Trapped introduces us to several doctors who are in a current fight with their state governments and religious conservative groups that are passionately fighting to shut down their women’s health care clinics by any means necessary. We often are presented with the narrative of the abortion debate through the lens of the patients and the political opponents, but never the doctors and nurses who provide the services. The Dawn Porter film gives us insight to the many and oftentimes extreme working conditions these individuals now face. A typical day at work seems to be met with harassing phone calls, excessive state inspections and site visits, public ridicule along with daily protests outside resulting in threats to their safety.
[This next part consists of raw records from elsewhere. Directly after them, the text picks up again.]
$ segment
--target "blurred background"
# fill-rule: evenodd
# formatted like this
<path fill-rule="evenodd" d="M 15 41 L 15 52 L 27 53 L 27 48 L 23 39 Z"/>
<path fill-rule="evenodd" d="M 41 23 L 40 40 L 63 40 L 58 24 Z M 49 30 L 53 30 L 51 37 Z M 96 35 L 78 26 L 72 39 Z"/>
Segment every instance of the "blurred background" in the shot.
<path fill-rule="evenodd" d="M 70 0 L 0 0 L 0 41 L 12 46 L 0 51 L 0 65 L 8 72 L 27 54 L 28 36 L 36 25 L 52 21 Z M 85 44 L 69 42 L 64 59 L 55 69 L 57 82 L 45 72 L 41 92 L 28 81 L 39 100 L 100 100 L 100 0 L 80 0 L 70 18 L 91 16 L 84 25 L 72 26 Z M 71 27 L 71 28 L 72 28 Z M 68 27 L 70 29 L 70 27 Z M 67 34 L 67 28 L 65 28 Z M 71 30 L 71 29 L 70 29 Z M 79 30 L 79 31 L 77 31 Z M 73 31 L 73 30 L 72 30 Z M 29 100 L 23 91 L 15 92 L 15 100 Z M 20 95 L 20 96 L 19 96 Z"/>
With the passing of laws like House Bill 2(HB2), a Texas law that held clinics to absurdly abnormal standards, the majority of clinics in the state have had to shut down leaving literally a handful of clinics still open for services in one of the country’s most populated states. This not only creates a disservice to the residents of the state but also creates a health risk for those same residents. Patients now have to go through a process that can take weeks when in the past could be done in one or two visits. Residents of the state now have to attend multiple appointments, receive additional ultra sounds, and become bombarded with propaganda saturated information sessions that doctors by law are now ordered to present to patients. Many of these new practices and procedures have no impact on providing abortions and create a more rigorous and taunting experience for both patients and doctors.
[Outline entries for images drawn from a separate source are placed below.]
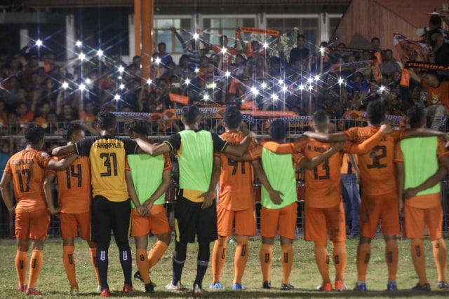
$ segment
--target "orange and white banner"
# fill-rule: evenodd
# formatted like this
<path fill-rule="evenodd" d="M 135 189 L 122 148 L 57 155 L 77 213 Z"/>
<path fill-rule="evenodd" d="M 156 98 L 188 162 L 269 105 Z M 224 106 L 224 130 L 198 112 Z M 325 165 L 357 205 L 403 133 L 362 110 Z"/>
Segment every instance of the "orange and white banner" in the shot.
<path fill-rule="evenodd" d="M 171 102 L 182 104 L 184 105 L 189 104 L 189 97 L 187 97 L 185 95 L 180 95 L 175 93 L 170 92 L 168 94 L 168 97 L 170 97 L 170 101 Z"/>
With only a handful of clinics now operating in the state of Texas patients are forced to drive 3 and 4 hours to the nearest facility for services just to run the risk of being turned around. In the film we witness a 13 year old victim of gang rape be sent away after driving 4 hours because the clinic couldn’t find an anesthesiologist to offer their services to the clinic. She was told that she would have to drive to New Mexico in order to receive help; a trip and procedure that would cost hear nearly $5000 dollars because of the different health care laws within the states. HB2 now requires certain patients to be put to sleep while receiving an abortion. The film showcases the extremities that prevent these clinics from being able to offer their services. Clinics also must have admittance privileges with nearby hospitals in order to operate and can’t be within 2000 feet of a school. Within the past 3 years there have been hundreds of restrictions placed on women’s health care facilities, more restrictions than in the last 20 years.
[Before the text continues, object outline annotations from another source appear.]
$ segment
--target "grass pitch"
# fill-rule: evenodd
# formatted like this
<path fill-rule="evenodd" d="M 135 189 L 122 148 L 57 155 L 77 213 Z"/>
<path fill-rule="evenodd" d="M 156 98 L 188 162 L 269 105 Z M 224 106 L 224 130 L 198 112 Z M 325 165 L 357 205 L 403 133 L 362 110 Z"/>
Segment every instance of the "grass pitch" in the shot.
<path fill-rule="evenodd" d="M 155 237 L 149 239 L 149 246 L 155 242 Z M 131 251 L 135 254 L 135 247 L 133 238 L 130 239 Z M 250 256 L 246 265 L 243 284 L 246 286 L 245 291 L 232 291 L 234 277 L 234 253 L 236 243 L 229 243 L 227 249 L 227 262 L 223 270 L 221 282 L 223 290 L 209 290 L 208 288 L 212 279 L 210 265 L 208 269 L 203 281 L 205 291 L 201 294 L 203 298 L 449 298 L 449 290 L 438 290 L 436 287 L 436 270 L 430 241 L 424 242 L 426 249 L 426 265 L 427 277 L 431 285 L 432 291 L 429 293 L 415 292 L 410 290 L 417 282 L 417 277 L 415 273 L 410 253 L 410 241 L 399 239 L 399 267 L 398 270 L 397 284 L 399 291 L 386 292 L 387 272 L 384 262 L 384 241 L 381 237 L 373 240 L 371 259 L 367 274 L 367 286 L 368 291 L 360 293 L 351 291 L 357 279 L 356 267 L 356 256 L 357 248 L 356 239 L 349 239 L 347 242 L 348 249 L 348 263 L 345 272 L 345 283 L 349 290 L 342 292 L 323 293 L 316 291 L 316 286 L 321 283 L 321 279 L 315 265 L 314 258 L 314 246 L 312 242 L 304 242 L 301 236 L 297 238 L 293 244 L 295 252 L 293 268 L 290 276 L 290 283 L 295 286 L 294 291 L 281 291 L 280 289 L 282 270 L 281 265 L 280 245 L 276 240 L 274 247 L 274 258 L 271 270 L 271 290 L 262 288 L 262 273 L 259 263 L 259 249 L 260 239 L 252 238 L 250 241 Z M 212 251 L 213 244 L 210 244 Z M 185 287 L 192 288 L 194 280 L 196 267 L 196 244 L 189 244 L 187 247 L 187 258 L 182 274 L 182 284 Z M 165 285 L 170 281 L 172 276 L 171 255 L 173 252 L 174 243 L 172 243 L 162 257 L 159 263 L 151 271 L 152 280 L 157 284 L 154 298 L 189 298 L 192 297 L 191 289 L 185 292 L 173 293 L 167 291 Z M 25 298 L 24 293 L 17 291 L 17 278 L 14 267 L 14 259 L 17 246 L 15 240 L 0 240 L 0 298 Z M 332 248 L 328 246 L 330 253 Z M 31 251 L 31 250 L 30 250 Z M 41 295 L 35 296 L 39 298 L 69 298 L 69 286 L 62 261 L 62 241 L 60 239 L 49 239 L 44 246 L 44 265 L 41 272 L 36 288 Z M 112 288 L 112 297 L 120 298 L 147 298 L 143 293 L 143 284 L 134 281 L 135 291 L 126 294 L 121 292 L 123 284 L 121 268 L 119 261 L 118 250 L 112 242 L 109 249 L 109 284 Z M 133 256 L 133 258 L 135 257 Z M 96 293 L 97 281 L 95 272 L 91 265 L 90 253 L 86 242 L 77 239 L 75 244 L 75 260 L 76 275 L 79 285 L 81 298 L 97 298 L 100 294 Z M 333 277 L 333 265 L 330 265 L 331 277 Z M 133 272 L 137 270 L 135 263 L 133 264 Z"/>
Trapped aims to not justify abortions but rather present them as a statement of America’s current reality. 1 in 3 women in America will receive an abortion before the age of 45. Whether you are pro-life or pro-choice it’s important to recognize that this too is a public safety issue and can’t be regulated by politics and feelings. Another message within the film demonstrates the elements of economic warfare within the new laws and policies. Many of the patients being turned around and rejected from services are working poor Americans and families who don’t live affluent lifestyles. The film works to humanize the doctors and nurses who offer these services. Instead of painting them to be villains or money hungry individuals taking advantage of the health care market we’re introduced to passionate individuals who want to help others that are in a difficult position to make a decision that will affect them in some way or form for the course of their lifetime.
Director, Dawn Porter received the 2016 Sundance Special Jury Prize for ‘Trapped.’ “Trapped’ opens in theaters on March 4th (limited release), two days after the Supreme Court hears a major case on Texas’s current abortion regulations. A ruling is expected in June.